3. Why do you trust the card reader?
You know that card reader you are incessantly inserting and removing your cards into? Do you know who made it? Do you know who made the internal electronic parts? Do you know if cheap parts were used? It is ironic that people who are so hung up about protecting their data are so eager to shove their precious cards into hardware that they probably don’t actually trust.

4. Why do you trust the card reader’s firmware?
All card readers have firmware to help load the file system on the card. Again, why should you trust the firmware on the card reader? Do you know who developed the firmware? Do you have any guarantee how reliable it is? If you can’t be sure, then why are you so eager to use them?

5. The card also has its own firmware
It may come as a surprise to many, but SD cards have a teeny tiny micro processor embedded into it, running its own firmware to manage the flash memory, including bad areas. If you consider this with points (3) and (4) mentioned above, from the perspective of data integrity management it becomes very uncomfortable to be regularly swapping cards among different devices with different builds and possibly different versions of file-managing firmware.

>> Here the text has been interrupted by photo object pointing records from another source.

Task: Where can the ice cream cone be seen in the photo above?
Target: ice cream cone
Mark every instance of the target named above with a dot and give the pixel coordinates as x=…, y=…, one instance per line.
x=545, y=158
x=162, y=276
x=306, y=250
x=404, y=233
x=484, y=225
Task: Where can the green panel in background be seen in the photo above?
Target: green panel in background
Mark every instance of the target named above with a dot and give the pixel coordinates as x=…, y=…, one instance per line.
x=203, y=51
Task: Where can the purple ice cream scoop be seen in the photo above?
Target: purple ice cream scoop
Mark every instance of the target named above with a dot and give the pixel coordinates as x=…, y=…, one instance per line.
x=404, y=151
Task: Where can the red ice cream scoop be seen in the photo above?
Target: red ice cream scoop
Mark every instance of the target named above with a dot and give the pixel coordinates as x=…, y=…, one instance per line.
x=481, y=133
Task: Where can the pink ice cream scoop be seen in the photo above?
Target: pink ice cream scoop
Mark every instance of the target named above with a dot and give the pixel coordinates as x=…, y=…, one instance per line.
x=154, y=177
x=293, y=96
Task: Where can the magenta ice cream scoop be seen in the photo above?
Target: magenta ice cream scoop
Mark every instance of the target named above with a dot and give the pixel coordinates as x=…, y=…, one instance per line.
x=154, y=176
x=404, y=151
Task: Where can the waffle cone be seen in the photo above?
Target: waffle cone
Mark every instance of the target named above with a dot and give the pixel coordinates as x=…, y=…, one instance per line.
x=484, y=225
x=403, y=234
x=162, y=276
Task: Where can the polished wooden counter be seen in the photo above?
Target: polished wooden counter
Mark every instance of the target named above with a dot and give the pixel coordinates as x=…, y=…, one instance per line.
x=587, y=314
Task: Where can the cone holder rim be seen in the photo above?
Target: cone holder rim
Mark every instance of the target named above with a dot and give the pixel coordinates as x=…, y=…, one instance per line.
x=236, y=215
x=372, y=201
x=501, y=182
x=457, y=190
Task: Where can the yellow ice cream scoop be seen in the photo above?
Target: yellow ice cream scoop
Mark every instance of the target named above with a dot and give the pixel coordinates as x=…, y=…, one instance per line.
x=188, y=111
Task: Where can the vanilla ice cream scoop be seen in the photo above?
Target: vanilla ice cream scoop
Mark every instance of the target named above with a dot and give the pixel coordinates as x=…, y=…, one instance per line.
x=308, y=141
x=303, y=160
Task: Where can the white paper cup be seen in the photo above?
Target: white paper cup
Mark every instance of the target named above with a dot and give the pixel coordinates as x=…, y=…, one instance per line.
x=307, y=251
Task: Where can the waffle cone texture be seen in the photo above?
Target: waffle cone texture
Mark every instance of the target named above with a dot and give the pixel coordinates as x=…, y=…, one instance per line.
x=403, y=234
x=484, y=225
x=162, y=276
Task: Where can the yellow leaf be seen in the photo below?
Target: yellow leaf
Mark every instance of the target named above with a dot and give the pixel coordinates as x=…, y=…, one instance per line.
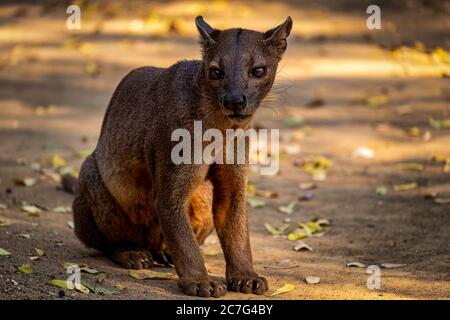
x=32, y=211
x=26, y=268
x=442, y=200
x=68, y=285
x=413, y=132
x=377, y=100
x=412, y=166
x=288, y=209
x=405, y=187
x=3, y=252
x=39, y=252
x=58, y=161
x=288, y=287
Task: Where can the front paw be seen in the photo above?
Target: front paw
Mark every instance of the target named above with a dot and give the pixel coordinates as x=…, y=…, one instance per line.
x=248, y=284
x=206, y=288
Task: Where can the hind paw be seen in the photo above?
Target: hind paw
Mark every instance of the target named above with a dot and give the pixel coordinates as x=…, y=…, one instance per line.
x=132, y=258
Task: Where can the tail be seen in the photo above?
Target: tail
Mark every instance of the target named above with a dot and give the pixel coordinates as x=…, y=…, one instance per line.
x=69, y=183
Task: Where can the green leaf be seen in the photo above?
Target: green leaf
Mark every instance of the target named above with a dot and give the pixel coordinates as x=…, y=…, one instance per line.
x=151, y=275
x=3, y=252
x=26, y=268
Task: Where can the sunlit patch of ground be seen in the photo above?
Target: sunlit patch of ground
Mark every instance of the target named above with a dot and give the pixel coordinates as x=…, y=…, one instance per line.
x=341, y=79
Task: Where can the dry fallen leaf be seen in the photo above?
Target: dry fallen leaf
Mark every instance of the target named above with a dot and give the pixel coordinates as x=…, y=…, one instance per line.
x=26, y=268
x=356, y=265
x=363, y=152
x=120, y=287
x=5, y=222
x=381, y=190
x=276, y=230
x=308, y=186
x=412, y=166
x=377, y=100
x=294, y=122
x=392, y=265
x=40, y=253
x=3, y=252
x=26, y=182
x=32, y=210
x=62, y=209
x=67, y=285
x=58, y=161
x=288, y=209
x=442, y=200
x=405, y=186
x=288, y=287
x=312, y=280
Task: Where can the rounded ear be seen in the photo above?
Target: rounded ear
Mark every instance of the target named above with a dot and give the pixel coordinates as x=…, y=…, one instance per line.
x=277, y=36
x=206, y=32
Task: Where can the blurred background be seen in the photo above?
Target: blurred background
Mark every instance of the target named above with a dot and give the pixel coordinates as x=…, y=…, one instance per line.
x=364, y=118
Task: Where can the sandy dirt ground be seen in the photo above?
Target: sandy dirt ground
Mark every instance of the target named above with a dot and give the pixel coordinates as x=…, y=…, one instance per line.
x=345, y=83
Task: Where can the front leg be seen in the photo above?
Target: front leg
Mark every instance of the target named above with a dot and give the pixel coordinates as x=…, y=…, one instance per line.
x=231, y=222
x=175, y=186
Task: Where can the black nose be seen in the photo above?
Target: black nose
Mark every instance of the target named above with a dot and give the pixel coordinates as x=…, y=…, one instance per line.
x=234, y=101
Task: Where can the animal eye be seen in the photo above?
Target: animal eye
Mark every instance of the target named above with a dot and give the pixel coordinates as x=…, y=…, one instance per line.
x=259, y=72
x=216, y=74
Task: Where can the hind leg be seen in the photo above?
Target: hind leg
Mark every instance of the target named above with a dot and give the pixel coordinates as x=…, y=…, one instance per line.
x=101, y=224
x=200, y=214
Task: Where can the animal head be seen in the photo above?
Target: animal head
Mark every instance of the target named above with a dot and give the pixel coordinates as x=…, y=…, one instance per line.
x=240, y=65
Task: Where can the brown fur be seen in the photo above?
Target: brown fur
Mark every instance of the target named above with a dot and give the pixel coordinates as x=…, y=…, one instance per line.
x=135, y=205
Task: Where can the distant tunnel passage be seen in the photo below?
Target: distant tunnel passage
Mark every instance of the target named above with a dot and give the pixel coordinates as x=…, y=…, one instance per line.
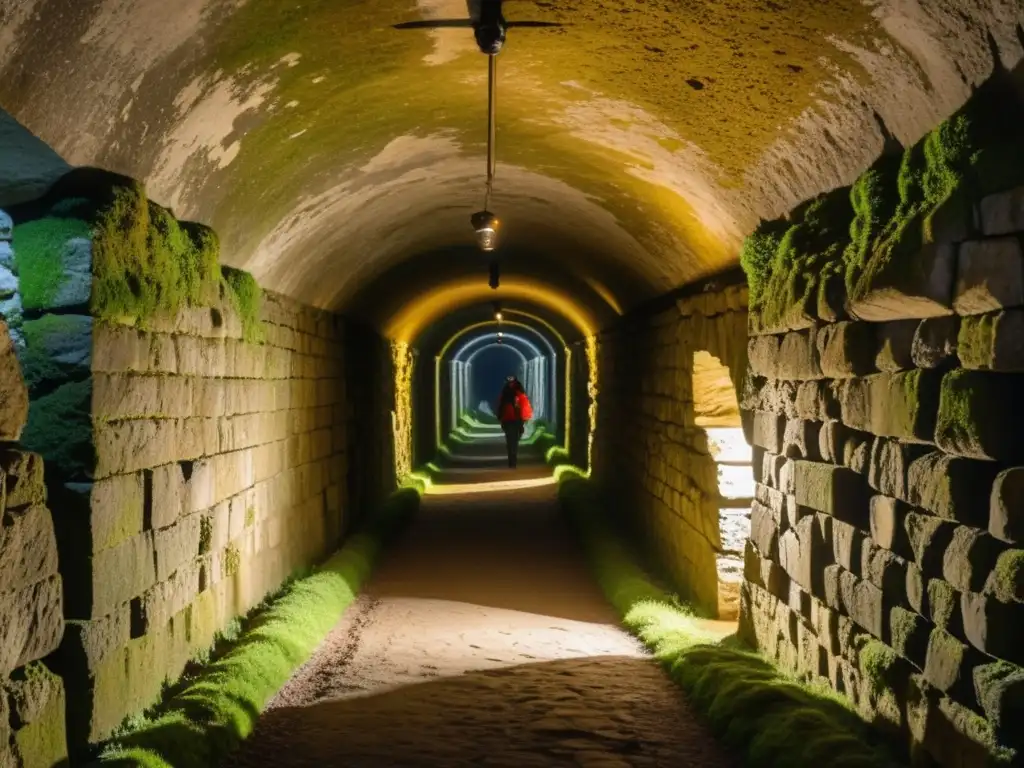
x=717, y=410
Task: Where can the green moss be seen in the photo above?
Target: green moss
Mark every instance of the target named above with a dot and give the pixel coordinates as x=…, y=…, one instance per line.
x=791, y=279
x=205, y=534
x=766, y=716
x=213, y=712
x=59, y=427
x=878, y=662
x=943, y=603
x=247, y=298
x=145, y=263
x=38, y=252
x=976, y=340
x=1008, y=576
x=232, y=561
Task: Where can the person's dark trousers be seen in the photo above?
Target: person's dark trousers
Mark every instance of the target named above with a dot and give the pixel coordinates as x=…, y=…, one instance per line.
x=513, y=430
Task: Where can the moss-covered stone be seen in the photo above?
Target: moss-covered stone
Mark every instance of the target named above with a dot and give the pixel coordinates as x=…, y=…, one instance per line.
x=999, y=687
x=57, y=347
x=1007, y=580
x=40, y=249
x=59, y=427
x=992, y=342
x=974, y=411
x=908, y=635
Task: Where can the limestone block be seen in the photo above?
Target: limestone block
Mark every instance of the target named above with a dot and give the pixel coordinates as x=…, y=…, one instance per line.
x=1003, y=213
x=847, y=543
x=901, y=404
x=888, y=465
x=1006, y=518
x=944, y=606
x=764, y=530
x=969, y=558
x=993, y=627
x=999, y=689
x=835, y=491
x=13, y=394
x=929, y=537
x=33, y=623
x=975, y=409
x=895, y=344
x=28, y=548
x=949, y=665
x=993, y=341
x=177, y=545
x=120, y=348
x=23, y=473
x=800, y=440
x=113, y=513
x=168, y=493
x=888, y=521
x=804, y=553
x=916, y=589
x=951, y=487
x=156, y=606
x=989, y=275
x=88, y=643
x=908, y=635
x=847, y=349
x=935, y=342
x=118, y=396
x=38, y=704
x=922, y=289
x=112, y=578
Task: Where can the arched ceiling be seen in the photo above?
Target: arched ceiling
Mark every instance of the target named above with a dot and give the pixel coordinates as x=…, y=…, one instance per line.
x=636, y=145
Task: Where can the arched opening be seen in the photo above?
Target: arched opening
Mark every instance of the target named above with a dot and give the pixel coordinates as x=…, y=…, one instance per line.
x=717, y=412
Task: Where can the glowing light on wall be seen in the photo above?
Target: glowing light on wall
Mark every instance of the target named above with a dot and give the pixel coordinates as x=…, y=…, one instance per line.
x=593, y=389
x=401, y=418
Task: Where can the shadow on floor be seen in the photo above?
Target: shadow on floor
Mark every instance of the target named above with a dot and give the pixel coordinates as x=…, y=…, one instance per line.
x=605, y=711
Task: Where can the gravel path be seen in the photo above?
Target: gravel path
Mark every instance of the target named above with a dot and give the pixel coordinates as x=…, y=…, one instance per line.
x=481, y=640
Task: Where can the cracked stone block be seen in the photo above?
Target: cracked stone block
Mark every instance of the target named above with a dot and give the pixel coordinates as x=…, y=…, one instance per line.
x=1006, y=519
x=847, y=349
x=1003, y=213
x=951, y=487
x=895, y=345
x=935, y=342
x=925, y=291
x=989, y=275
x=975, y=409
x=993, y=341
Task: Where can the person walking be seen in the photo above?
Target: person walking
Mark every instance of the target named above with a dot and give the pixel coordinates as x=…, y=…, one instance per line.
x=513, y=412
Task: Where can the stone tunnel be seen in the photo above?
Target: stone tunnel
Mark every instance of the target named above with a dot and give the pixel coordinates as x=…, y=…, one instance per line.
x=761, y=280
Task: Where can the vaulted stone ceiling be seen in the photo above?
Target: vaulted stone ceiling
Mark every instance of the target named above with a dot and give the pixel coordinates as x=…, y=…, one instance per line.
x=636, y=145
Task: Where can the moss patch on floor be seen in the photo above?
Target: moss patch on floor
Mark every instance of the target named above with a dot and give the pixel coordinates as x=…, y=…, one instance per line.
x=212, y=713
x=765, y=716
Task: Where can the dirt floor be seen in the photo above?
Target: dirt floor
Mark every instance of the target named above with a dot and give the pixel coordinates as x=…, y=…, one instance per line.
x=481, y=640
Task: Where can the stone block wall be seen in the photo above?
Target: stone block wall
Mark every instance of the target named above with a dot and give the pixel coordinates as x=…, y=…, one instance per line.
x=649, y=454
x=220, y=470
x=32, y=697
x=887, y=546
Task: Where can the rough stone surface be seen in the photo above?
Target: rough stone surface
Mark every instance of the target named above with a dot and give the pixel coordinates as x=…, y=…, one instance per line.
x=989, y=275
x=975, y=409
x=13, y=394
x=935, y=341
x=1007, y=506
x=923, y=292
x=1003, y=213
x=993, y=341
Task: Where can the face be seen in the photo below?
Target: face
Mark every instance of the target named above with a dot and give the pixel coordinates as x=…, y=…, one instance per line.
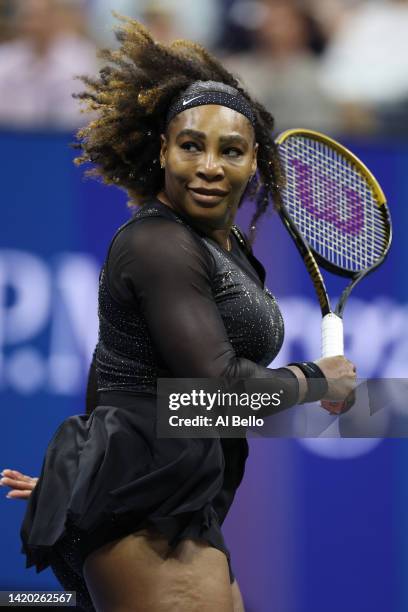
x=209, y=154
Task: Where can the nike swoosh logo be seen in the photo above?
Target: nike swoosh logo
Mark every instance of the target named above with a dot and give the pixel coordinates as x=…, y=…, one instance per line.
x=190, y=100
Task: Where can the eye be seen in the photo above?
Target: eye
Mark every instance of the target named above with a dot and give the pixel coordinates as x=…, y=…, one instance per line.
x=190, y=146
x=233, y=152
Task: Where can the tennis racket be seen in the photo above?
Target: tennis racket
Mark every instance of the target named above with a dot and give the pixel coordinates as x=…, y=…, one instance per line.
x=337, y=215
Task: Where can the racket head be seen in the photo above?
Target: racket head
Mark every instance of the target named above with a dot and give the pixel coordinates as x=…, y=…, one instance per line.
x=333, y=203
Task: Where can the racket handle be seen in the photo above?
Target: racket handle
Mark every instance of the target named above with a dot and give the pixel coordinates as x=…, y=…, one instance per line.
x=332, y=345
x=332, y=335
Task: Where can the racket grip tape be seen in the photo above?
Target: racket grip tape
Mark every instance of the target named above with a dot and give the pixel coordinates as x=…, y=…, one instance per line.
x=332, y=345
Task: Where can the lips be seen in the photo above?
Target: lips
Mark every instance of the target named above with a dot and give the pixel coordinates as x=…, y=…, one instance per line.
x=207, y=196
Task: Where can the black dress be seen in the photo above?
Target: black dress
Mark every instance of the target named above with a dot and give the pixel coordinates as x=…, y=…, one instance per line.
x=172, y=303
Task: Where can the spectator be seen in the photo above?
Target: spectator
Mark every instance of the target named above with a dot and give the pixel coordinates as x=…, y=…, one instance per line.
x=37, y=67
x=365, y=68
x=282, y=69
x=199, y=20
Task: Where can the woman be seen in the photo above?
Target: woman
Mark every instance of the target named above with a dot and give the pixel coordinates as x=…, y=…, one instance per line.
x=120, y=515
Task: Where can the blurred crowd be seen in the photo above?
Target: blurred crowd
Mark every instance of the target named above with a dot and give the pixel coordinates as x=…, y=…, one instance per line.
x=339, y=66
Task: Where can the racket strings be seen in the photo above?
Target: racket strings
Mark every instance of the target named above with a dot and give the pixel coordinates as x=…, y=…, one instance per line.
x=332, y=204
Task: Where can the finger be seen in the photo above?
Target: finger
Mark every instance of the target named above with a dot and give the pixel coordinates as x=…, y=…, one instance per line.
x=18, y=484
x=18, y=494
x=14, y=474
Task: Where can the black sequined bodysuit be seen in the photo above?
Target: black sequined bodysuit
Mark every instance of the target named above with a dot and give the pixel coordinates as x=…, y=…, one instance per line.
x=172, y=303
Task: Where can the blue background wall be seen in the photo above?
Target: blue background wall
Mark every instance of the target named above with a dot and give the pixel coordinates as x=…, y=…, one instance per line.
x=318, y=524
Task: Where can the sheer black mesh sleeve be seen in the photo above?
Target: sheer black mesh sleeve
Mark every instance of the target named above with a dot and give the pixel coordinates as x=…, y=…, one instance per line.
x=91, y=396
x=164, y=267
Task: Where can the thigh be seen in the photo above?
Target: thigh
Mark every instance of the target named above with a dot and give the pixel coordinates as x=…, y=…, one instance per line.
x=140, y=573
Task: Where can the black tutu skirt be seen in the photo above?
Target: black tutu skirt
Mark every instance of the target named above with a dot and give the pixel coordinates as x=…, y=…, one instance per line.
x=107, y=475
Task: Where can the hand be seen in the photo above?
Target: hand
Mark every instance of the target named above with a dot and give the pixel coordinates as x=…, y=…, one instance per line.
x=341, y=376
x=21, y=486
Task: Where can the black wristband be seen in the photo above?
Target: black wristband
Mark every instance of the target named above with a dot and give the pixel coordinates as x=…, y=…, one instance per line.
x=317, y=385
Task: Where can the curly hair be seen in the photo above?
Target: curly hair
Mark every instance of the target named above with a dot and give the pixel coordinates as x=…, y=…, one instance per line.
x=131, y=97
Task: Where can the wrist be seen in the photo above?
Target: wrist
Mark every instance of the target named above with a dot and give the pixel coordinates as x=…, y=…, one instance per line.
x=316, y=381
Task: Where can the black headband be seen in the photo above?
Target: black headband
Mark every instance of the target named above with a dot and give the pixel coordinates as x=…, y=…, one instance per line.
x=207, y=96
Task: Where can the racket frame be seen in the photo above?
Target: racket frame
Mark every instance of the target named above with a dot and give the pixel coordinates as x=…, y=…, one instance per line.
x=313, y=259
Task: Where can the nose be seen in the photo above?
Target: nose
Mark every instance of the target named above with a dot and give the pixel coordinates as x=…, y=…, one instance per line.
x=210, y=168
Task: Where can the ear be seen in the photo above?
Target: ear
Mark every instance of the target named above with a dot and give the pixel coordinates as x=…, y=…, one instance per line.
x=163, y=150
x=254, y=164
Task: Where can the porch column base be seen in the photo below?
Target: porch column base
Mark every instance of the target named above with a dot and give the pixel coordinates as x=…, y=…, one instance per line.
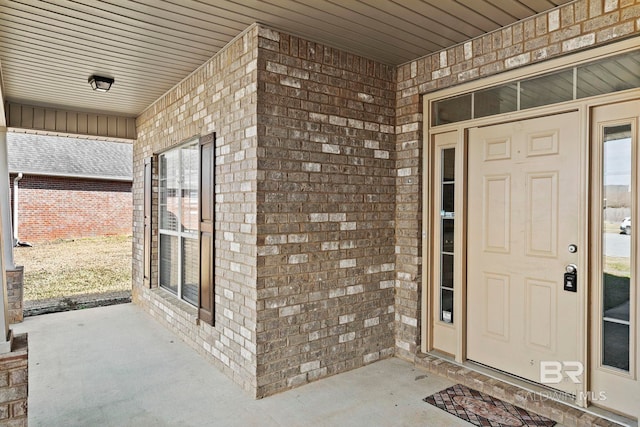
x=6, y=346
x=15, y=294
x=14, y=370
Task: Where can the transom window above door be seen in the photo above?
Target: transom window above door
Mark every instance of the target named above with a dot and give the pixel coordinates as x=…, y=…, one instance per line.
x=608, y=75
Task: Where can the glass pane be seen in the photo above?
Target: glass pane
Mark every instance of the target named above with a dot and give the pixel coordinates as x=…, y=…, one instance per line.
x=169, y=188
x=547, y=89
x=609, y=75
x=616, y=345
x=447, y=271
x=616, y=245
x=446, y=305
x=497, y=100
x=448, y=164
x=190, y=270
x=451, y=110
x=447, y=235
x=448, y=194
x=169, y=262
x=189, y=194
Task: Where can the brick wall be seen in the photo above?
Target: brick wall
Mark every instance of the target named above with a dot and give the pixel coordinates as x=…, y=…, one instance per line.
x=219, y=97
x=64, y=208
x=576, y=26
x=304, y=208
x=325, y=211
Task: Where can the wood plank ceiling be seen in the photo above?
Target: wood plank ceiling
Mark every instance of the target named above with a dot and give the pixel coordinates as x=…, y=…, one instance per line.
x=48, y=48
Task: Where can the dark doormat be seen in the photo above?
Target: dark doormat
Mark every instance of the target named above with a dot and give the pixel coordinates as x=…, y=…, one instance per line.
x=483, y=410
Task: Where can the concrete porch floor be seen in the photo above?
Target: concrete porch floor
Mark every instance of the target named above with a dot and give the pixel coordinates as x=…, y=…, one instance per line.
x=115, y=366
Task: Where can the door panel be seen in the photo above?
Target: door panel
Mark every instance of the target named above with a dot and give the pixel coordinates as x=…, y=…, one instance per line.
x=524, y=205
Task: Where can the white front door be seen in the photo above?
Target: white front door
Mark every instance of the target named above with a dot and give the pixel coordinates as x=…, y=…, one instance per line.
x=524, y=210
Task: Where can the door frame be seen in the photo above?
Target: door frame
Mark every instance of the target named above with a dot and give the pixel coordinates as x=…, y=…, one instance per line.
x=584, y=107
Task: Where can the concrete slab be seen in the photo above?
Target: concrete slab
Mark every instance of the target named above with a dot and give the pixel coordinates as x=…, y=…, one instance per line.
x=115, y=366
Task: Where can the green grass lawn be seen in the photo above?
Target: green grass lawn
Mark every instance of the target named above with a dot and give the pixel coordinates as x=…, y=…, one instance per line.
x=74, y=267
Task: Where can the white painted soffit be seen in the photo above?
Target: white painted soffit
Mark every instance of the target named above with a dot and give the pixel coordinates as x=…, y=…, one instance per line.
x=50, y=48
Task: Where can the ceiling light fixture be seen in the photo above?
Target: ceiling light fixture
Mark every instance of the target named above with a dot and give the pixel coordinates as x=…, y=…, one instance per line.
x=100, y=84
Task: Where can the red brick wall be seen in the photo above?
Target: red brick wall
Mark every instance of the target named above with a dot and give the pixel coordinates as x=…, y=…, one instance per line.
x=65, y=208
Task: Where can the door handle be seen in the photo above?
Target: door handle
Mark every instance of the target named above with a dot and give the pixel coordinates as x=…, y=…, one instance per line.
x=571, y=278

I have seen perfectly fine SD cards immediately raise a file system error upon removal and plugging into a card reader. Then it is no longer fine upon re-inserting into the camera.

6. Using cheap cards from an unproven brand
For some things, you do get what you paid for. Some companies can build very attractively priced cards. But think carefully before investing.

7. Not formatting regularly
It is a good idea to re-format the file system regularly. It also helps the card’s firmware to re-organise data around bad sectors and reduces fragmentation.

8. Not retiring a card
Card-based media do have a mean-time-to-failure. Depending on your usage frequency, it is good to retire some old cards after a few years. Anyway, new cards with faster speeds and larger storage will be available, so this can be considered to be a normal part of technology progress.

How to prevent card-based media corruption

Just looking through the points we raised in the preceding section, we arrive at the following recommendations:

– Leave the card in the camera. That high-speed USB connector on your camera is there for a reason. Use it to copy files. Minimise removing cards from the camera.
– Be very wary of card readers unless you really trust the brand. In fact, I avoid them altogether. If I have several cards to process, I will cycle through them using the camera and use USB to copy the data out.
– Buy your cards from reputable brands.
– Format your cards regularly.
– Retire your cards at a stipulated schedule. In fact, I know some photographers just pass the card to the client as part of the cost of their business.

You can get to zero media corruption with these recommendations. I did. Stop worrying about stuff that isn’t worth worrying about and keep shooting.